Oft hilft der Blick von außen, um Zeitfresser auszumachen und Abläufe zu verbessern. Foto: Isa-Maria Kuhn

Immer Prioritäten richtig setzen

Um eine hohe Arbeitseffizienz zu erreichen, geht es nicht nur darum, die Dinge richtig zu tun, sondern vor allem darum, die richtigen Dinge zu tun. Viele Aufgaben werden nicht wegen ihrer Wichtigkeit, sondern aufgrund von Vorlieben, äußerem Druck oder aus reinem Zufall vorrangig erledigt. Es sollte regelmäßig hinterfragt werden, welche Dinge zuerst und von der Betriebsleitung selbst zu erledigen sind, welche Aufgaben delegiert werden können und ob zu bestimmten Arbeiten auch mal bewusst Nein zu sagen ist. Die Strukturierung der Arbeit und das Delegieren von Aufgaben werden umso wichtiger, je mehr Mitarbeiter im Betrieb vorhanden sind. Die Erstellung von Wochenarbeitsplänen und von sogenannten Standardarbeitsunterweisungen kann in diesem Zusammenhang sehr hilfreich sein, um die Arbeitszeit effektiver zu nutzen.

Die Zeitfresser identifizieren

Einen ersten Ansatzpunkt zur Optimierung der Arbeitszeit bildet die Überprüfung der Melkroutine, denn das Melken macht in der Regel mehr als 50 % der täglichen Arbeitszeit in Milchviehbetrieben aus. Mittels entsprechender Handy-Apps ist die Zeiterfassung und -auswertung heute sehr einfach möglich. Die in Übersicht 2 dargestellte Praxiserhebung verdeutlicht, dass die Melkzeit in einem 2×12-­Fischgrätenmelkstand durch einen zweiten Melker nicht halbiert, sondern lediglich um ein Drittel verkürzt werden kann. Während des Melkens ist die zweite Arbeitskraft nicht voll ausgelastet. Dies ist vorteilhaft, wenn viele Tiere zu selektieren sind oder neue Färsen angelernt werden müssen. Es kostet den Betrieb pro Tag aber ungefähr 100 min an Arbeitszeit. Einzelbetrieblich ist bewusst abzuwägen, ob das Melken zu zweit wirklich notwendig ist, denn bei einem Stundensatz von 15 €/h entstehen am Tag Mehrkosten von 25 €.

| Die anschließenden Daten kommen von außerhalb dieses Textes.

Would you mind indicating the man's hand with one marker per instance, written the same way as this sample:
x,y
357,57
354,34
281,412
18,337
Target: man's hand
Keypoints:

Neben der Höhe der Investition spielt auch die Lust an Technik eine wichtige Rolle. Foto: Isa-Maria Kuhn

Auch Kleinigkeiten kosten Zeit

Neben den großen Baustellen gibt es in der Praxis aber auch viele Kleinigkeiten, die im Alltag Zeit kosten. Die Reparatur eines schwergängigen Gatters oder die Investition in einen zusätzlichen Besen rentieren sich sehr schnell, wenn man sich nur einmal vor Augen führt, dass jede zusätzliche Minute pro Tag auf das Jahr gesehen eine Mehrarbeit von sechs Stunden ausmacht. Hier hilft es, die Arbeitsabläufe kritisch zu beleuchten und regelmäßig mit den Mitarbeitern über Verbesserungen zu sprechen. Auch ein Blick von außen durch Berater oder Berufskollegen kann wertvolle Anregungen bringen.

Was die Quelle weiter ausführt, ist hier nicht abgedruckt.